Federal Minister Cem Özdemir, BMEL, also referred to the necessary adaptation and transformation with regard to the polycrises of climate, world hunger, wars and sustainability. Fewer animals in better husbandry, 30% organic farming and the reduction of nutrient losses are proven means. Reducing the use of pesticides through digital applications, such as drones, also makes sense.

However, the availability of the network is a basic prerequisite for digitalisation. Only if AI systems can recognise damage in real-time can the spread of damage be prevented. A prerequisite for this, though, is that all farmers are connected to the systems.

Friedrich Eichler, CTO at CNH Tractors, points out that in 170 countries different data management systems are used. A harmonisation of standards would be necessary here in order to be able to manage and use these systems globally and more cost-effectively.
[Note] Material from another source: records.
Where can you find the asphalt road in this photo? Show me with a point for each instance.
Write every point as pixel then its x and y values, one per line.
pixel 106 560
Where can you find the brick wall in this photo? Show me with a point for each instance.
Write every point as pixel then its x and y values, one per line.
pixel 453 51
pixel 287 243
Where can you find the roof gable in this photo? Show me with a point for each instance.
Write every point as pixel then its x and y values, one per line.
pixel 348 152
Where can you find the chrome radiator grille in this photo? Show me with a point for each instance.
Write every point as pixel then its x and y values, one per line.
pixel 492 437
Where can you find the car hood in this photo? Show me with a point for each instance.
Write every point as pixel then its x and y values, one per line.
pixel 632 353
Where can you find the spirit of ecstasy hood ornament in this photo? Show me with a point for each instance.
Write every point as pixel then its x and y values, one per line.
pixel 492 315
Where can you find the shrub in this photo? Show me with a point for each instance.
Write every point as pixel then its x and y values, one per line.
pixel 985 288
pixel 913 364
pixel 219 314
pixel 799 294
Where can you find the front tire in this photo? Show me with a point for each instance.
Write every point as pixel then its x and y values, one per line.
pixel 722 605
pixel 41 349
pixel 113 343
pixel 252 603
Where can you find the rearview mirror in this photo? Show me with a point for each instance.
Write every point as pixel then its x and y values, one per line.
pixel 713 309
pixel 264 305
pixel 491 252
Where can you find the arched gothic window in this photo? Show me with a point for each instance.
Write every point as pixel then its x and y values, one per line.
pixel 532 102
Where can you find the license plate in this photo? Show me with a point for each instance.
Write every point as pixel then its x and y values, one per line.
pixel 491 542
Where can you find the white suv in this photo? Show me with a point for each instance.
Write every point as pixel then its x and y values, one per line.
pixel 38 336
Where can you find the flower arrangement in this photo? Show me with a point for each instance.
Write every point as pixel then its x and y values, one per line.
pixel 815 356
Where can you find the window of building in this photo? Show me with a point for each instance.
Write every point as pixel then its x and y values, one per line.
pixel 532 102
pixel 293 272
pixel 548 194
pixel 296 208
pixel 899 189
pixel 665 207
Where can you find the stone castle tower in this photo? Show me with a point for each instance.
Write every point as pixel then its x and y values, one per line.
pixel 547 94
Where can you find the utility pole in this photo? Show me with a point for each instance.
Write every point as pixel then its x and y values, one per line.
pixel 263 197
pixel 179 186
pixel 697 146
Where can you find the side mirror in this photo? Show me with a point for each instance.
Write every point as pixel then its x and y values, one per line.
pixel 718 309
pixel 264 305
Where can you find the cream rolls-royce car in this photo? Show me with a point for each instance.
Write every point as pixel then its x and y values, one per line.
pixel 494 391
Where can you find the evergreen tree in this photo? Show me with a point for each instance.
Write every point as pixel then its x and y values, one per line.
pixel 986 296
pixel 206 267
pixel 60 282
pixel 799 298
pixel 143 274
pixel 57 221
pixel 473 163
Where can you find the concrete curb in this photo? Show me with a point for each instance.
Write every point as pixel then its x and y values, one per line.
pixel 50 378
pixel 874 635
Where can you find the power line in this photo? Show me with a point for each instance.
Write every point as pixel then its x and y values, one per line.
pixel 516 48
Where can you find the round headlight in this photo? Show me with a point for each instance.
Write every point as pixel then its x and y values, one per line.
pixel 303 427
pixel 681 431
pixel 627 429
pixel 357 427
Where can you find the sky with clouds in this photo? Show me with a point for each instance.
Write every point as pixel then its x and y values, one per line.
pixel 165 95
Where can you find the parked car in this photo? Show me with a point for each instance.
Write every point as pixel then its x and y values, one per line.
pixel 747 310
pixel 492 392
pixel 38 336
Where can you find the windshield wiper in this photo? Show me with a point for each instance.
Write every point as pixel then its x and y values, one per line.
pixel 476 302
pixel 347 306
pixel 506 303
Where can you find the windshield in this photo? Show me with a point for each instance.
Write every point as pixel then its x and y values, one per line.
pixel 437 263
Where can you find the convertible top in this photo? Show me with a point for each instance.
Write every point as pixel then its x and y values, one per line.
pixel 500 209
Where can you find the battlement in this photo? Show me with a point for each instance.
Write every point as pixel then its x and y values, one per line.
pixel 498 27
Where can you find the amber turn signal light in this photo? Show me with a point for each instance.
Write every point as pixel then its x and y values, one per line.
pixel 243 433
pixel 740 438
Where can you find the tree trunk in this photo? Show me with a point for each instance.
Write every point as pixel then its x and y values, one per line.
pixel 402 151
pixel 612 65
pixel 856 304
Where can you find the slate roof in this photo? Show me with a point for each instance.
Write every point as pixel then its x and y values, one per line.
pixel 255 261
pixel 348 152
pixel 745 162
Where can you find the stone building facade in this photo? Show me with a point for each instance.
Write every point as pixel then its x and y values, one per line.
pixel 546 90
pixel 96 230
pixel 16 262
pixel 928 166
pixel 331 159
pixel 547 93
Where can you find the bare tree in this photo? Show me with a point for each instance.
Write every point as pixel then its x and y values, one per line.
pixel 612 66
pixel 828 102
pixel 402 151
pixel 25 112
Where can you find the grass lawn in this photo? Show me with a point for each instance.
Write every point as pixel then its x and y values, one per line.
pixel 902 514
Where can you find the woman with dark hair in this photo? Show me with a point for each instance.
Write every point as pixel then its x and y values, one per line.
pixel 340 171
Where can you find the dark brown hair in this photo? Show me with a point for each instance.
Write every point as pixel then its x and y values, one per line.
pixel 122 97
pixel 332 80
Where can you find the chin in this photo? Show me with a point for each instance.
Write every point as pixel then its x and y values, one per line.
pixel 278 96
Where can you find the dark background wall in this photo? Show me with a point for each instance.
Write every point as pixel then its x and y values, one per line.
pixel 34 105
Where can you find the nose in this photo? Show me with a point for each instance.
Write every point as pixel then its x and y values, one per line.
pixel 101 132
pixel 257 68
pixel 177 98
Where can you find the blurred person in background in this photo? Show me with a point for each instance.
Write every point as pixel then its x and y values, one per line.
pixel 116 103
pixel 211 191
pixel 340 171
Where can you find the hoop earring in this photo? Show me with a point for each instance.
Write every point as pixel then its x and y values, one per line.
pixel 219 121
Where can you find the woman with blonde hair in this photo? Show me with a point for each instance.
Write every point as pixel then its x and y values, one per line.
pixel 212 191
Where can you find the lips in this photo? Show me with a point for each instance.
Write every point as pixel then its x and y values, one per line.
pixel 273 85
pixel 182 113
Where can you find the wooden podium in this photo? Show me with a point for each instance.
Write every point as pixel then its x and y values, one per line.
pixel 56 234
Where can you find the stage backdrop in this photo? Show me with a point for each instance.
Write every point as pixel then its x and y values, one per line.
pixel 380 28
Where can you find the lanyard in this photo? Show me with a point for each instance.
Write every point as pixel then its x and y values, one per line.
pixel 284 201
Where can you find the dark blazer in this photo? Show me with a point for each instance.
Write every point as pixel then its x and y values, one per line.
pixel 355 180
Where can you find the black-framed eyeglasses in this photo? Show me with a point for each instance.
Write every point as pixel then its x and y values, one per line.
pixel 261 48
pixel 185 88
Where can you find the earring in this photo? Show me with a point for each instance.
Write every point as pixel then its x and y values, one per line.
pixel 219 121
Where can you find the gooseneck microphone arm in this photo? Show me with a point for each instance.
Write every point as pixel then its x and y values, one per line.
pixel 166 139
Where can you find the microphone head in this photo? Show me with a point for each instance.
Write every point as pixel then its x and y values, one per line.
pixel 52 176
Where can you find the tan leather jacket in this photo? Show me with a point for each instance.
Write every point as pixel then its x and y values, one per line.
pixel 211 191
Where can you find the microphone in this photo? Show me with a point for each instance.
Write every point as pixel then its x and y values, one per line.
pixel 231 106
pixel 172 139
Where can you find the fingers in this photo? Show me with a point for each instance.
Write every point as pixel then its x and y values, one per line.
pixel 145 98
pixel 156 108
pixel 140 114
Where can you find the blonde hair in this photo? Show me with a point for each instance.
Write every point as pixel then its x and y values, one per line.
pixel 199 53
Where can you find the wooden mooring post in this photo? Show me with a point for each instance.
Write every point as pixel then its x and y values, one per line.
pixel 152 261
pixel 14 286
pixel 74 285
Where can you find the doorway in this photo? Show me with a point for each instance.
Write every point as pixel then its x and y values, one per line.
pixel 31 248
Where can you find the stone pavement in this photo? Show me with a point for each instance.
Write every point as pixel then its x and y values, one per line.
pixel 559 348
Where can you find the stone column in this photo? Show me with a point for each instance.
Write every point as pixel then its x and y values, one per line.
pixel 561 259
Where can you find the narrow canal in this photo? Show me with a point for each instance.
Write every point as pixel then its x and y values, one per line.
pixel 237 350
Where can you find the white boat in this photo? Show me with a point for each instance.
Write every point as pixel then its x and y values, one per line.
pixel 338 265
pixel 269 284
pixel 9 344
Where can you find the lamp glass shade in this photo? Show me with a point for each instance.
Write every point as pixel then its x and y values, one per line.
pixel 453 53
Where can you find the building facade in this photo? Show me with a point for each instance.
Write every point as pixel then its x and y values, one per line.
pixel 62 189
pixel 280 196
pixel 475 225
Dr Thomas Schilling, BASF Digital Farming, supports the requirement to be able to process systems in the data room in a compatible manner. “We need to bring different data into the fleets: Field files, soil data or quantity calculations.”

Prof Dr Engel Arkenau, UAbtl. 82 at the Federal Ministry of Food and Agriculture (BMEL) gave hope, as the ISO initiative for these standards is in progress. The favoured Gaia X system covers more than just agriculture. The aim is interoperability, i.e. that other areas such as administration or planning are also included.

Generally speaking, the expert audience was in favour of collecting and providing data, but only if this would eliminate bureaucracy. This would be an added value for the farmer, according to voices from the audience. And perhaps someone will then come up with the idea of remunerating the data supplied by farmers. It would be worth considering how this could work.